I also wonder (aloud), how much of the architectural thought that went into the school concentrated on the monitoring and control of students, creating an environment where nothing is unseen. It’s not just for the kids, either: there’s minimal staffroom space for the teachers, who eat and socialise with students. Another tour participant, a teacher involved in the early planning stages of the building says that on the contrary it’s all about making the students feel safe in school, a place where they haven’t always felt secure. And despite the physically and socially sealed box of the school (no leaving at lunchtime), the entrance is at least welcoming, without barriers or cardswipes. The other half of North Westminster was absorbed by the Paddington Academy. From the outside it certainly looks more like a prison than a school, and it wasn’t open for Open House.
And who is Naim Dangoor? He’s the self-proclaimed Babylonian Exilarch, ex coca-cola magnate and self-appointed leader of Iraqi jews in Britain, moved to educational philanthropy for the refuge England offered him when the pre-Saddam Ba’ath party purged Iraqi jewry. The Dangoor family stepped in to support the Academy, when the original sponsors, Chelsfield (who proposed the whole global business thing, so you can hold your stereotypes right there) dropped out.
They get a lot of bang for their sponsorship buck: Academy sponsorship involves putting up a couple of million quid, about ten percent of the capital budget, for the build itself (DCSF or whatever it’s called this week, supplies the rest in public money), and no ongoing revenue funding for maintenance, equipment teachers etc. In return, you get naming rights in perpetuity (the building is built to last fifty or more years), and the power of appointment to the school’s governing body.

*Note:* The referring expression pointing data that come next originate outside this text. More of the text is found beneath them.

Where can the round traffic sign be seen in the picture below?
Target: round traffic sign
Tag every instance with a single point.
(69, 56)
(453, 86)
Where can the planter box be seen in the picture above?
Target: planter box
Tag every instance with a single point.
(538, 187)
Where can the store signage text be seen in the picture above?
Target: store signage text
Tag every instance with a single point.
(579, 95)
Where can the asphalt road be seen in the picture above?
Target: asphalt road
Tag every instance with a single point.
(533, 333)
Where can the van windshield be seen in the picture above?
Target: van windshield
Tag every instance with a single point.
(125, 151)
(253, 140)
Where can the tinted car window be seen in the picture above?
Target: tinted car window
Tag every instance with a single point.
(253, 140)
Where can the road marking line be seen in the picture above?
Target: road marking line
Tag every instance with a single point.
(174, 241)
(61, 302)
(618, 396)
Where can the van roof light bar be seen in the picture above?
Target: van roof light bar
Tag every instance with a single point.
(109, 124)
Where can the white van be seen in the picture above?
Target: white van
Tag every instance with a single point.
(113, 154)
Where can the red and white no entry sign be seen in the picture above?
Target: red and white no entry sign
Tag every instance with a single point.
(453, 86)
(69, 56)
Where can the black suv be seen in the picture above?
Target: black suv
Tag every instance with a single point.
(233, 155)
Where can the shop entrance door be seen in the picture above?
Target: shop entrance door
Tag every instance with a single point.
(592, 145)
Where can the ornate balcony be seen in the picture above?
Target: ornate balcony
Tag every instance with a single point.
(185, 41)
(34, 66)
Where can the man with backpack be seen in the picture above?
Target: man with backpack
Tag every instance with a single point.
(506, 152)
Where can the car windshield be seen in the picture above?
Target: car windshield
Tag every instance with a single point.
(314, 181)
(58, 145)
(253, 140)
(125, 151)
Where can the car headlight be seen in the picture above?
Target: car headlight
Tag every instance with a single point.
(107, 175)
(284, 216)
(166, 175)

The Dangoor family are members of the congregation of the Spanish and Portuguese Synagogue in Lauderdale Road, also open for Open House this weekend. It’s a Sephardi synagogue, an extension of the Bevis Marks synagogue (the oldest in England, established not long after Cromwell’s readmission of jews to England), opened in 1896 for a jewish community moving away from the East End at the same time as thousands of Ashkenazi fleeing persecution in Eastern Europe were arriving. In comparison to the more modest places of worship being established on the outskirts of the City, Lauderdale Road has an understated kind of grandeur, with a white-banded red brick exterior, brown marble columns inside and Moorish-domed ark. A cheerful man plays us choral music from iTunes on his laptop and explains the continual, social nature of a typical three-hour Saturday service at the synagogue.
I think it’ll be a while before I feel like queuing up outside the Bank of England or Lloyds of London again: sometimes just-down-the-road is the best bit of Open House.